Scarpetta Factor
haben gerade zugegeben, dass Sie sich heute wie ein Mitarbeiter einer Polizeibehörde verhalten haben, nicht wie ein Psychologe, bei dem das Wohlbefinden seines Patienten an erster Stelle stehen sollte. Dodie Hodge hat etwas in Ihnen ausgelöst.«
Benton schwieg.
»Etwas, das schon lange in Ihnen schwelt. Sie haben nur irrtümlicherweise geglaubt, es überwunden zu haben«, fügte Dr. Clark hinzu.
Benton erwiderte nichts.
»Und deshalb bin ich neugierig, was dieser Auslöser gewesen sein könnte. Denn Dodie selbst ist es eindeutig nicht. Dazu ist sie viel zu unwichtig. Sie ist eher der Katalysator«, sagte Dr. Clark. »Stimmen Sie mir da zu?«
»Ich weiß nicht, was sie ist. Aber Sie haben recht. Sie ist nicht der Anlass.«
»Ich neige eher zu der Auffassung, dass es an Warner Agee liegt«, meinte Dr. Clark. »In den vergangenen drei Wochen war er häufig Gast in derselben Sendung, in der Kay heute Abend auftritt. Er spielt sich als forensischer Psychiater beim FBI auf, als der große Fachmann für Serienmörder und Psychopathen. Verständlicherweise ruft er starke Gefühle in Ihnen wach. Sie haben sogar einmal Mordgelüste erwähnt.
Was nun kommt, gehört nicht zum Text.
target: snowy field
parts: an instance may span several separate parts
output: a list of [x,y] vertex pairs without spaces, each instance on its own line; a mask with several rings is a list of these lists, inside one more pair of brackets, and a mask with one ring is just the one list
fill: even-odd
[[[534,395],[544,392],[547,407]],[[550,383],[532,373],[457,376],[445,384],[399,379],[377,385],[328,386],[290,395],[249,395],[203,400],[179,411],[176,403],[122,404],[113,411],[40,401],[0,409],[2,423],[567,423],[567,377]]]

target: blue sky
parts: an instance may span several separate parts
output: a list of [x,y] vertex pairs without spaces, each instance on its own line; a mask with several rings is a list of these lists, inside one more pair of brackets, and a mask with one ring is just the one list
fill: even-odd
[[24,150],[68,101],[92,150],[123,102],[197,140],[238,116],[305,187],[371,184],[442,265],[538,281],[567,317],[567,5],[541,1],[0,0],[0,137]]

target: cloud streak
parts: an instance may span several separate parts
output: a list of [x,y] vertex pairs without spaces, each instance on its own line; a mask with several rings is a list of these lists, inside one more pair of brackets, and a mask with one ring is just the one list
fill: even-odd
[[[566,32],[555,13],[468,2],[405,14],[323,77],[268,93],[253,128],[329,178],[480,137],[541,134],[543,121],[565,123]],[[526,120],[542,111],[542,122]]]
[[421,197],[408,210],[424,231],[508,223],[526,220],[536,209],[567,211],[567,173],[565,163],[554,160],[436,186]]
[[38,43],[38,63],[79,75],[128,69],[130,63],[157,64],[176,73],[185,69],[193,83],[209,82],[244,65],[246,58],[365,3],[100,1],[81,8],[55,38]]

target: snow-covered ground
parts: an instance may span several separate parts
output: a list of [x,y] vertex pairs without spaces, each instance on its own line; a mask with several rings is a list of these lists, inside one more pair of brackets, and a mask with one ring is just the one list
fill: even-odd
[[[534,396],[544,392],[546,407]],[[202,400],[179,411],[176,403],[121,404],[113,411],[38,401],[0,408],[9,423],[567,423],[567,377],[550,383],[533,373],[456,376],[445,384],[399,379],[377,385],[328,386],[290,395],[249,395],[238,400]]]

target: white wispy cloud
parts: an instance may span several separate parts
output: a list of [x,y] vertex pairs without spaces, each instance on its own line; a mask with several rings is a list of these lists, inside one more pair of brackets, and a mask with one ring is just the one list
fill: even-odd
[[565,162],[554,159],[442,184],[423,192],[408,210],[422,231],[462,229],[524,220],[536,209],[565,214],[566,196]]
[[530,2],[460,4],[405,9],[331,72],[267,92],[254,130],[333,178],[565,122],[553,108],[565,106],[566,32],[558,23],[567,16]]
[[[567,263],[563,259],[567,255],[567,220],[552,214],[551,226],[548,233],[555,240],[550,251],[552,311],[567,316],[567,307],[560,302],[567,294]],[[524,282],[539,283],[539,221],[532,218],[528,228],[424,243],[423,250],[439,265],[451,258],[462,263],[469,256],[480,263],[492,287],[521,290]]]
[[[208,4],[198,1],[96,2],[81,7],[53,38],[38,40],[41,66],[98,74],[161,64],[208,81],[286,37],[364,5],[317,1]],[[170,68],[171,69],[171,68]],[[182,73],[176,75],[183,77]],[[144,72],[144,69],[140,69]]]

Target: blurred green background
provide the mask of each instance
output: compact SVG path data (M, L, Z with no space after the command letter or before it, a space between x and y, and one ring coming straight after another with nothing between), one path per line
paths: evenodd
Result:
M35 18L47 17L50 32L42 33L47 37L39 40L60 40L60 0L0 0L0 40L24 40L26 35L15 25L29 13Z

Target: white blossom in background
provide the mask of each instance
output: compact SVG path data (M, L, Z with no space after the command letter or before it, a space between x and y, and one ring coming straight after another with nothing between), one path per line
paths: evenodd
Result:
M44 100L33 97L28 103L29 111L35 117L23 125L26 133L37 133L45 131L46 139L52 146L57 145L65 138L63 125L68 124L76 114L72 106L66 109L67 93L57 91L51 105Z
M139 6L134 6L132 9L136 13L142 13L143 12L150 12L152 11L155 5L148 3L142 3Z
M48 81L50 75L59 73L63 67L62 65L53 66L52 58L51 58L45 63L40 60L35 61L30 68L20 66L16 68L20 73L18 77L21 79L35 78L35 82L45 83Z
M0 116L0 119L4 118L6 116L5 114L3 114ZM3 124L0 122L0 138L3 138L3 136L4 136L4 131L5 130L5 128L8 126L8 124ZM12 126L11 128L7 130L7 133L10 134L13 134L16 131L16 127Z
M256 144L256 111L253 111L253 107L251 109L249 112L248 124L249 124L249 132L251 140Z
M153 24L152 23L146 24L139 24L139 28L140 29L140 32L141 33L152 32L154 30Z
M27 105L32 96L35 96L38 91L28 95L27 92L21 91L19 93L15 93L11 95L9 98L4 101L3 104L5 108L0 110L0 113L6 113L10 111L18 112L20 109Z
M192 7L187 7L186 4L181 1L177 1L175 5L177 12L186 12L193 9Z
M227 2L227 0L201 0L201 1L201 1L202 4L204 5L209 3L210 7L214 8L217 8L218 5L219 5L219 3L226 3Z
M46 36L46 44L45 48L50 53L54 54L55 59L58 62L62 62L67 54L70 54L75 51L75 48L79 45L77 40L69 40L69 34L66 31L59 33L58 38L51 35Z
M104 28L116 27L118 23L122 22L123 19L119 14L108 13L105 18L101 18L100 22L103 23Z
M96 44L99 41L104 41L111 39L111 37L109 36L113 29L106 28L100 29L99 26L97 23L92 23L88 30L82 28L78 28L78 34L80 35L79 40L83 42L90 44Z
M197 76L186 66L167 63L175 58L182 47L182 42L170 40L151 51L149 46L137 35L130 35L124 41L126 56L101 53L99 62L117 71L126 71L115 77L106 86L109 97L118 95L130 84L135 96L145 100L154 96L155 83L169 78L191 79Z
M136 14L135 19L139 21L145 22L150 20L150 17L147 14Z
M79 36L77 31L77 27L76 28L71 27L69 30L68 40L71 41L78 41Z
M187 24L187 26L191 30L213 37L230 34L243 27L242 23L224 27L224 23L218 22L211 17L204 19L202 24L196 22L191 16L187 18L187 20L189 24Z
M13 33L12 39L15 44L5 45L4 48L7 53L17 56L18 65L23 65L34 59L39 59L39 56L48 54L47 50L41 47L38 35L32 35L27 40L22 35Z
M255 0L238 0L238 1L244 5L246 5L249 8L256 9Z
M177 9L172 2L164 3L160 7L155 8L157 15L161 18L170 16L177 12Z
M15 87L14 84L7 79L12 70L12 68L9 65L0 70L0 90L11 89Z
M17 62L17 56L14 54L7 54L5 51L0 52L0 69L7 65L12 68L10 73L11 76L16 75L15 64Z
Kennt Kay diesen Warner?«
»Nicht persönlich.«
»Weiß sie, was er Ihnen angetan hat?«
»Wir unterhalten uns nicht über damals«, entgegnete Benton. »Wir haben versucht, die Vergangenheit hinter uns zu lassen und neu anzufangen. Es gibt viele Dinge, über die ich nicht reden kann, doch selbst wenn ich es wollte, würde sie sich weigern. Offen gestanden bin ich mir, je länger ich darüber nachdenke, gar nicht mehr sicher, woran sie sich noch erinnert. Und ich achte darauf, sie nicht zu drängen.«
»Möglicherweise fürchten Sie sich vor dem, was geschehen könnte, wenn es ihr wieder einfällt. Haben Sie Angst vor ihrem Zorn?«
»Sie hätte guten Grund dazu. Aber sie erwähnt es nicht. Vermutlich ist sie diejenige, die Angst vor ihrem eigenen Zorn hat«, antwortete Benton.
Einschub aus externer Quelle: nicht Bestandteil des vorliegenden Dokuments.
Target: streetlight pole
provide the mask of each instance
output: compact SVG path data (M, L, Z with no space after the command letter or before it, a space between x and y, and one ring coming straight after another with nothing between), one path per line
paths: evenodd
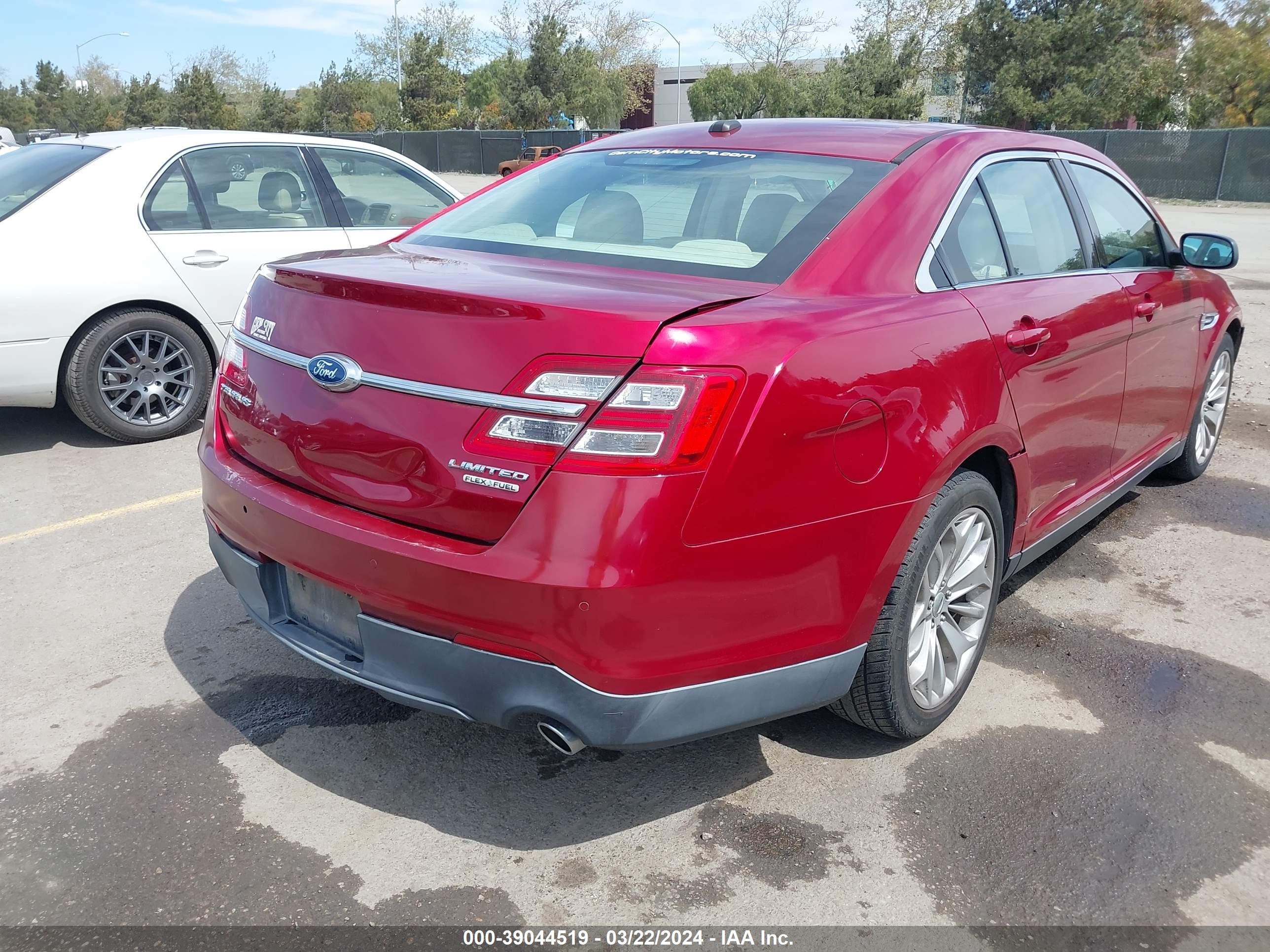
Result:
M664 29L665 30L665 36L668 36L671 39L674 41L674 47L678 51L676 53L676 63L677 63L676 71L678 72L678 76L674 80L674 85L676 85L676 90L674 90L674 124L678 126L679 124L679 103L683 100L683 47L679 44L679 38L677 36L674 36L673 33L671 33L671 30L667 28L667 25L664 23L658 23L657 20L654 20L650 17L645 17L643 20L640 20L640 23L652 23L654 27L660 27L662 29ZM654 90L653 95L654 95L654 98L657 96L657 91L655 90Z
M401 98L401 18L396 14L400 0L392 0L392 28L398 34L398 99Z
M94 39L100 39L102 37L126 37L126 36L128 36L128 34L127 33L98 33L95 37L93 37L90 39L85 39L83 43L76 43L75 44L75 75L79 76L81 72L84 72L84 63L81 63L80 58L79 58L79 51L80 51L81 46L88 46Z

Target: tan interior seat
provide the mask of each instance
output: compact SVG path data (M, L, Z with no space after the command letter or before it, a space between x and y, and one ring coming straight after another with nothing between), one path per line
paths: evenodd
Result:
M304 189L290 171L267 171L260 179L259 203L269 213L267 227L302 228L309 221L300 212Z

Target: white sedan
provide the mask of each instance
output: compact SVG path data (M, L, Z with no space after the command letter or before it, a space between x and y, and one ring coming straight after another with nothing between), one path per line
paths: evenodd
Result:
M378 146L130 129L0 161L0 406L160 439L201 416L212 360L265 261L376 245L460 198Z

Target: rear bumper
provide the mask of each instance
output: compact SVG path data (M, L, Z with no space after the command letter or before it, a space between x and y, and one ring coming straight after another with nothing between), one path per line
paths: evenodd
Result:
M0 406L52 406L67 338L0 343Z
M212 553L248 612L328 670L423 711L513 729L550 718L592 746L659 748L820 707L843 694L865 646L702 684L608 694L550 664L480 651L359 614L354 659L287 612L281 565L234 548L208 527Z

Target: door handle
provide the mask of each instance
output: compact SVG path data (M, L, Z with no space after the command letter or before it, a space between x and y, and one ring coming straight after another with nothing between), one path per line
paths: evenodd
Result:
M1015 327L1006 331L1006 347L1011 350L1029 350L1049 340L1049 327Z
M185 264L192 264L196 268L215 268L217 264L225 264L229 260L229 255L216 254L207 249L194 251L192 255L185 255L180 259Z

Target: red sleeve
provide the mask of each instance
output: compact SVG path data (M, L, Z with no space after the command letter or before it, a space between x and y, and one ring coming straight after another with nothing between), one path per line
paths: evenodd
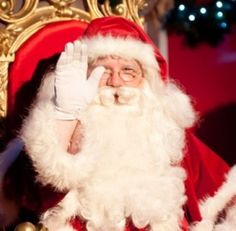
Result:
M54 206L65 196L65 193L57 192L50 185L43 186L36 181L36 173L24 152L8 169L3 184L8 199L36 214Z
M199 200L212 196L221 186L229 165L197 137L188 133L183 167L187 172L185 186L189 220L200 220Z

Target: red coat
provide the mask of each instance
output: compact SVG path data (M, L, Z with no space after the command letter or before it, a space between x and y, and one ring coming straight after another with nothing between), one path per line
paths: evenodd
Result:
M224 181L229 166L191 133L187 134L184 151L182 166L187 173L185 181L187 202L184 207L183 230L188 230L188 223L201 220L199 200L214 194ZM37 221L40 213L53 207L66 194L35 182L35 174L28 156L22 152L4 179L3 188L6 197L17 201L21 220ZM127 231L138 230L129 224L130 222L127 223ZM72 224L78 231L85 230L84 224L79 220L72 221Z

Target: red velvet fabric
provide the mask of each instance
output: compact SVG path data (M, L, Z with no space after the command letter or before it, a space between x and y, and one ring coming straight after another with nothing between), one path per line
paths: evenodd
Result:
M10 65L8 78L7 117L8 127L19 127L19 114L28 107L42 77L37 66L53 55L60 53L67 42L80 37L87 27L86 22L64 21L51 23L32 35L16 53ZM46 66L44 66L46 67ZM41 75L40 75L41 74ZM33 79L36 76L36 79Z
M213 151L191 133L187 134L185 156L182 166L186 170L185 189L187 202L184 206L185 219L182 230L188 230L188 223L201 220L199 200L214 192L225 180L229 166ZM50 186L42 186L35 180L35 172L27 155L21 154L8 170L4 179L4 191L8 198L17 200L20 208L37 217L55 206L65 195ZM79 219L72 221L77 231L85 231L85 223ZM128 222L126 231L136 231ZM141 231L141 230L140 230Z
M85 31L85 36L93 37L98 34L101 35L112 35L113 37L127 38L131 37L139 41L143 41L150 44L155 52L156 59L160 66L160 74L163 79L167 78L167 63L161 55L159 49L149 38L149 36L132 21L121 17L102 17L93 20ZM142 52L142 51L140 51Z

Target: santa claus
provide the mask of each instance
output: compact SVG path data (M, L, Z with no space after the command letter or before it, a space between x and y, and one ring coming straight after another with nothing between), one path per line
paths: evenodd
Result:
M31 213L50 231L188 230L228 171L187 131L195 119L142 29L118 17L92 21L66 45L25 119L25 153L2 191L12 188L17 161L23 184L17 200L2 196L12 202L2 220ZM230 190L217 206L202 206L207 221L194 230L214 229Z

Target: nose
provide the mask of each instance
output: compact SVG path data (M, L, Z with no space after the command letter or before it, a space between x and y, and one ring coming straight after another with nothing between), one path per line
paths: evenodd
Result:
M121 87L124 85L124 81L120 78L118 72L113 72L107 80L107 85L110 87Z

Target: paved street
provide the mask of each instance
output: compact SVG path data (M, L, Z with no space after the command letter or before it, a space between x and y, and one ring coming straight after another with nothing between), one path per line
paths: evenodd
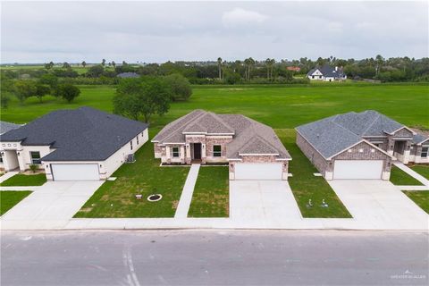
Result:
M427 285L428 233L2 232L2 285Z

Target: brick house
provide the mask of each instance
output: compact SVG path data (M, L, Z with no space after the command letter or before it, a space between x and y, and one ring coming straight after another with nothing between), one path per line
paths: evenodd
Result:
M326 180L389 180L392 160L429 163L429 139L375 111L296 128L297 144Z
M163 164L229 164L230 180L287 180L291 160L272 128L241 114L195 110L152 142Z

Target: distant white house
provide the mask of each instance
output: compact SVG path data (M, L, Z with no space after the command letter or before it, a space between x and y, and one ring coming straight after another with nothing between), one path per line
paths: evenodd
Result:
M322 67L315 67L307 73L307 77L310 80L323 80L323 81L334 81L334 80L345 80L347 75L342 71L342 67L332 67L325 64Z

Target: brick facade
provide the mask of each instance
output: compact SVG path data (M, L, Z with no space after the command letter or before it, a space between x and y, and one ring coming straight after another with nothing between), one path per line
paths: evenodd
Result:
M351 152L349 152L349 150L351 150ZM391 172L391 157L366 142L361 142L345 150L332 160L332 165L335 160L383 160L383 171Z
M302 153L315 166L317 171L323 175L325 172L332 172L332 165L330 165L325 158L318 153L299 133L297 132L297 145Z

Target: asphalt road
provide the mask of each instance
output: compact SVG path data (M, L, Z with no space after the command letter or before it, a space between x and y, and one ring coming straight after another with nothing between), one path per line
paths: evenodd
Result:
M425 232L6 232L1 285L428 285Z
»Und was ist mit Ihrem Zorn?«
»Zorn und Hass sind destruktive Gefühle. Ich will nicht zornig sein und hassen.« Zorn und Hass fraßen ihm ein Loch in den Magen, als hätte er gerade Säure getrunken.
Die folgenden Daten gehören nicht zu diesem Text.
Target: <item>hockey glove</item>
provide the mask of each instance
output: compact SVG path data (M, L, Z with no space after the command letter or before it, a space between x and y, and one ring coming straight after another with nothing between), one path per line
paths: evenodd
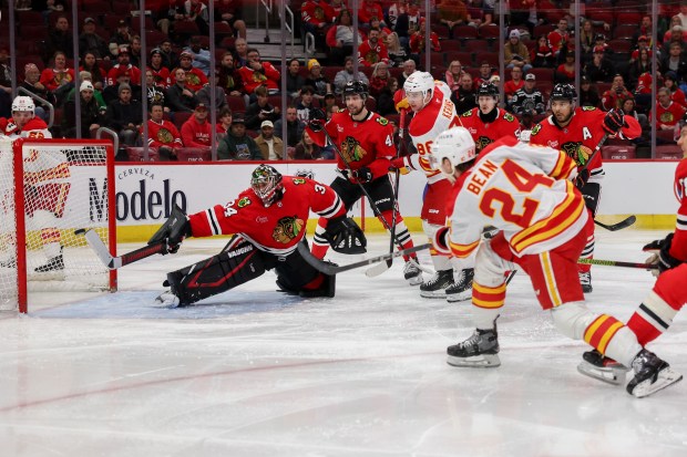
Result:
M604 117L604 131L612 136L617 135L623 127L626 127L625 120L623 116L623 110L611 110L606 113L606 117Z
M360 167L353 170L353 177L358 179L358 183L366 184L375 179L372 170L368 167Z
M368 243L365 233L352 218L340 216L329 219L322 235L331 249L341 253L365 253Z

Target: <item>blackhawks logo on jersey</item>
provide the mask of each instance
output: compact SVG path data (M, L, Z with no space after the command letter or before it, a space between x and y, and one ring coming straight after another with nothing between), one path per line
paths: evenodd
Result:
M277 222L271 238L277 242L288 245L294 238L298 237L305 225L306 222L303 219L298 219L297 216L283 217Z
M360 147L360 143L352 136L347 136L344 143L341 143L341 154L346 162L358 162L367 155L367 152Z

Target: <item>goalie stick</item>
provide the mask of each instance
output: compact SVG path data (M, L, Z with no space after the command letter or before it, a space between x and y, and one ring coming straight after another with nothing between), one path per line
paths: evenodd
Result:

»Wie ich annehme, haben Sie ihr nie in allen Einzelheiten geschildert, welche Probleme Sie Warner zu verdanken haben. Ich gehe davon aus, dass es sehr aufwühlend für Sie war, ihn im Fernsehen und in den Nachrichten zu sehen. Es hat die Tür zu einem Raum geöffnet, den Sie seit Jahren nach Kräften meiden«, stellte Dr. Clark fest.
Benton sagte nichts.
»Vielleicht überlegen Sie ja, ob Warner sich absichtlich in dieselbe Sendung gedrängt hat wie Kay, weil es ihm Spaß macht, mit Ihnen zu konkurrieren. Wenn ich mich recht entsinne, hat Carley Crispin alles unternommen, um Sie und Kay gemeinsam in eine Sendung zu bekommen. Sie ist sogar so weit gegangen, das vor laufenden Kameras zu äußern. Sie haben sich geweigert, was die richtige Entscheidung war. Und was geschieht dann? Stattdessen wird Warner eingeladen. Ob Warner gegen Sie intrigiert hat? Geht es um Rivalität zwischen Ihnen?«
»Kay tritt niemals gemeinsam mit anderen Leuten in einer Sendung auf. Sie nimmt nicht an Talkshows teil, denn sie will mit dem, was sie als Studioprügelei à la Hollywood bezeichnet, nichts zu tun haben, wo sogenannte Experten einander niederschreien. Im Crispin Report ist sie auch nur selten zu sehen.«
»Der Mann, der nach Ihrer Rückkehr von den Toten versucht hat, Ihnen Ihr Leben zu stehlen, hat sich inzwischen zu einem prominenten Experten entwickelt. Er hat sich in Sie verwandelt, den Mann, den er am meisten beneidet hat. Und nun tritt er in derselben Sendung auf wie Ihre Frau.« Dr. Clark kannte keine Gnade.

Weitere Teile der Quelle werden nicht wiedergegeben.